As recent media reports indicate, both Waterloo Region school boards have announced the end of snow days. If buses are not running due to inclement weather then students switch to online learning.

I grew up on a farm near Mitchell and experienced snow days. I saw a snow week and spent two nights at school during my year in the fourth grade – that is year and not years.

On the morning of Tuesday, January 26, 1971, buses delivered students to Upper Thames Elementary School. Around 11 AM principal Len Brouse announced we were going home. A group of buses left at noon with the rest of us awaiting an afternoon vacation.

However, instead of leaving we watched the buses that first departed return to school. The visibility was essentially below zero and no one was going anywhere, especially on rapidly accumulating rural roads.

I was at school until Thursday morning. Sleeping was allowed on carpeted floors, desks and cafeteria tables. Food arrived from local grocery stores and staff never left the building. This blast was part of the weather event now called the Blizzard of 71 which covered primarily London-Middlesex, Huron and Perth Counties. Medway High School north of London enrolled students from Lucan and other small rural communities and subsequently hosted many overnight guests.

Six years later Mitchell District High School was closed for a week due to a storm now remembered as the Blizzard of 1977. There is a pattern emerging here – Ontario storms are named simply by the year they landed.

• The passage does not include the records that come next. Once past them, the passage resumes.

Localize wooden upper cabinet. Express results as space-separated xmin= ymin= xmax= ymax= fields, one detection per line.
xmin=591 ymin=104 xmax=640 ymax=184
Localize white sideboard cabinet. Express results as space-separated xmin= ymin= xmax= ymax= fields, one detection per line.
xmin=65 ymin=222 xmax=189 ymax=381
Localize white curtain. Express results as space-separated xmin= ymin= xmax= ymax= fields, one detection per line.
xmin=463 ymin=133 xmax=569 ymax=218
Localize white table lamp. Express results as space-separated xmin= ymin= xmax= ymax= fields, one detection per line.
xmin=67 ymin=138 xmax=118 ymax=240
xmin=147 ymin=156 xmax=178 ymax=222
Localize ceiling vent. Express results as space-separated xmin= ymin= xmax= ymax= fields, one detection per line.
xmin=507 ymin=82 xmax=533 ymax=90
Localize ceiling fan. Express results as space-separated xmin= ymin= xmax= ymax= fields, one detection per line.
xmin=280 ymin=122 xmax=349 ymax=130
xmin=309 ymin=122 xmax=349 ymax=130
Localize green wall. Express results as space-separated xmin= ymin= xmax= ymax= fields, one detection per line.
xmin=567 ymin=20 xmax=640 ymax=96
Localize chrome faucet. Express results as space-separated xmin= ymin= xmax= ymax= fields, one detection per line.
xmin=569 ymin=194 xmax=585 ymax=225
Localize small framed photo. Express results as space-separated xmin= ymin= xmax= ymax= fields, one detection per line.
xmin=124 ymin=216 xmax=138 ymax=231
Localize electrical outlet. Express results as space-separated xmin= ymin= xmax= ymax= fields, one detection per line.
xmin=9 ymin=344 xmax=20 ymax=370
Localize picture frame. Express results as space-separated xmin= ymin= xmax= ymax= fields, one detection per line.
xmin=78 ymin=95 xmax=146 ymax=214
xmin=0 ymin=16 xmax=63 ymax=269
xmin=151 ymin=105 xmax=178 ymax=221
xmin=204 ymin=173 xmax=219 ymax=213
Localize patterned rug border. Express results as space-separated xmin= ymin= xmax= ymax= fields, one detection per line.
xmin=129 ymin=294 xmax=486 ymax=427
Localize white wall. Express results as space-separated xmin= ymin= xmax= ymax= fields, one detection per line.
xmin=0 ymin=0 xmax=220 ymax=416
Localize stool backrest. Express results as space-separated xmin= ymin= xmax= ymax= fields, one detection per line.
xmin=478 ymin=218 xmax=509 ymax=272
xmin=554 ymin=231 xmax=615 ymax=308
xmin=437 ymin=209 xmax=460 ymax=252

The 1977 event is probably best recalled in the Niagara Region where snowfall hit record and frightening levels. We were on the fringes of the most severe weather, however based on past experiences such as 1971, local school officials did not want a repeat experience. I was 16 years old and my dad found many activities (or work) on the farm to ensure I was never bored.

There are probably many stories like mine from residents across Waterloo Region. They are as much a part of rural education as classrooms.

All the best for 2021 and stay safe over the holidays.